Una inchiesta a tutto campo per chiarire le implicazioni dei programmi statunitensi di sorveglianza, che hanno messo in allarme le cancellerie europee, soprattutto per quanto riguarda Germania e Francia. L’Europarlamento ha votato oggi, giovedì 4 luglio (approvando con 483 voti favorevoli, 98 contrari e 65 astensioni), una risoluzione che esprime serie preoccupazioni sul cosidetto “Prism” e su altre attività di monitoraggio portate avanti in Europa dalle autorità Usa.

Il documento, sostenuto dagli europarlamentari, biasima nettamente la raccolta di informazioni presso le rappresentanze della UE e chiede alle autorità degli Stati Uniti di fornire spiegazioni esaustive sui fatti.

Sono state avanzate critiche ad iniziative simili a quella statunitense portate avanti da molti stati europei, a cominciare proprio da Germania e Regno Unito (che nel caso del datagate Usa sono stati tra i maggiori bersagli dello spionaggio di cui si parla), difatti Berlino, Londra ed anche Parigi non sono stati da meno dell’alleato, dimostrando una simile sete di informazioni al riguardo di Washington, per ragioni sia politiche che commerciali. Però questo non toglie che sia urgente esaminare la compatibilità con le leggi europee delle attività di monitoraggio che gli stati conducono tra i propri cittadini, che proteggono la sfera personale da intrusioni pubbliche nella privacy.

L’inchiesta del Comitato per le Libertà Civili raccoglierà elementi sull’accaduto (sia da fonti USA che da fonti UE) ed alla fine dell’anno presenterà le sue conclusioni, per stabilire l’impatto che le attività di sorveglianza hanno avuto e per prevenire attraverso la legislazione futura che azioni del genere si ripetano.

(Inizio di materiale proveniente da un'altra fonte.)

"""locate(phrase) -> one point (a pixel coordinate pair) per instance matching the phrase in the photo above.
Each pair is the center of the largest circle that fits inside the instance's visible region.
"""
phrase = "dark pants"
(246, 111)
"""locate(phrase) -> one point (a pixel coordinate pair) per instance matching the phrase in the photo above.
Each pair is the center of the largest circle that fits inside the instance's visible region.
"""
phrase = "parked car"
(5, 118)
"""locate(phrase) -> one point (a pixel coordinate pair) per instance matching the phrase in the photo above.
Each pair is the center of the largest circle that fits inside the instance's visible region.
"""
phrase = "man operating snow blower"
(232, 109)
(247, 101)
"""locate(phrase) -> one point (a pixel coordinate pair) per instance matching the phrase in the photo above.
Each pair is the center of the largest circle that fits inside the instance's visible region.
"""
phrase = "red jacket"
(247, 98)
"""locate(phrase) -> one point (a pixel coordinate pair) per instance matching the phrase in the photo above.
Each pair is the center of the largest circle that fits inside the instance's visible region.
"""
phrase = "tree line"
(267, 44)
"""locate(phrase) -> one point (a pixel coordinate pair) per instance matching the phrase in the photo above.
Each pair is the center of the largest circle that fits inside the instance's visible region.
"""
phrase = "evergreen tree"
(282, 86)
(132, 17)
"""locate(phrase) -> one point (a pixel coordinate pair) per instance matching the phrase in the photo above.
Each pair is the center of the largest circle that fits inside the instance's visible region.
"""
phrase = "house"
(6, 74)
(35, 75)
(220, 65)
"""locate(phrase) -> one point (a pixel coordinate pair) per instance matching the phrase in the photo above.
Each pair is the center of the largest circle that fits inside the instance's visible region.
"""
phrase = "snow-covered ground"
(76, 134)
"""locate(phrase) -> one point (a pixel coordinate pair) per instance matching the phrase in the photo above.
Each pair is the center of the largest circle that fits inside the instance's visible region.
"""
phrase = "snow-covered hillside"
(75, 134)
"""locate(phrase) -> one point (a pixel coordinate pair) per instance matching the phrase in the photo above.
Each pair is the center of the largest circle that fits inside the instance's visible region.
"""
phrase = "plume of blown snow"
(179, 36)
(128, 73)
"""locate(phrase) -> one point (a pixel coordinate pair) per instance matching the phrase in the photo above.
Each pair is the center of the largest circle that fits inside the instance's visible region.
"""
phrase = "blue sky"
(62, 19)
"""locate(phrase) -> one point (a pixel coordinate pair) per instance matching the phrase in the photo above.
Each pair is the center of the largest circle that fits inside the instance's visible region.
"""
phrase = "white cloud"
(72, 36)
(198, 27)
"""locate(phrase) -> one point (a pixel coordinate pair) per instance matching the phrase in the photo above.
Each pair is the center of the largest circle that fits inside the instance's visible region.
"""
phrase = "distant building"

L’Europarlamento ha sottolineato la necessità di procedure che permettano la protezione di quanti siano in grado di svelare violazioni di diritti fondamentali, fornendo a queste persone la protezione di cui hanno bisogno a livello internazionale: non è certo difficile notare che ciò è proprio quanto invece non sta affatto accadendo nel caso di Snowden, nei fatti bersaglio di una vera caccia all’uomo internazionale.

Gli europarlamentari hanno anche chiesto alla Commissione Europea ed al Consiglio dei Ministri delle Unione Europea di riconsiderare, a diversi livelli, le negoziazioni in corso con gli Stati Uniti, sospendendo ad esempio gli accordi sui dati dei passeggeri del traffico aereo e sui dati bancari.

Restano invece saldamente sui binari le negoziazioni sugli accordi doganali UE-USA, ma anche a questo proposito l’Europarlamento ha puntualizzato che le novità in arrivo non dovrebbero influire sugli standard europei di protezione dei dati, di cui va rafforzata l’efficacia alla luce degli elementi emersi di recente.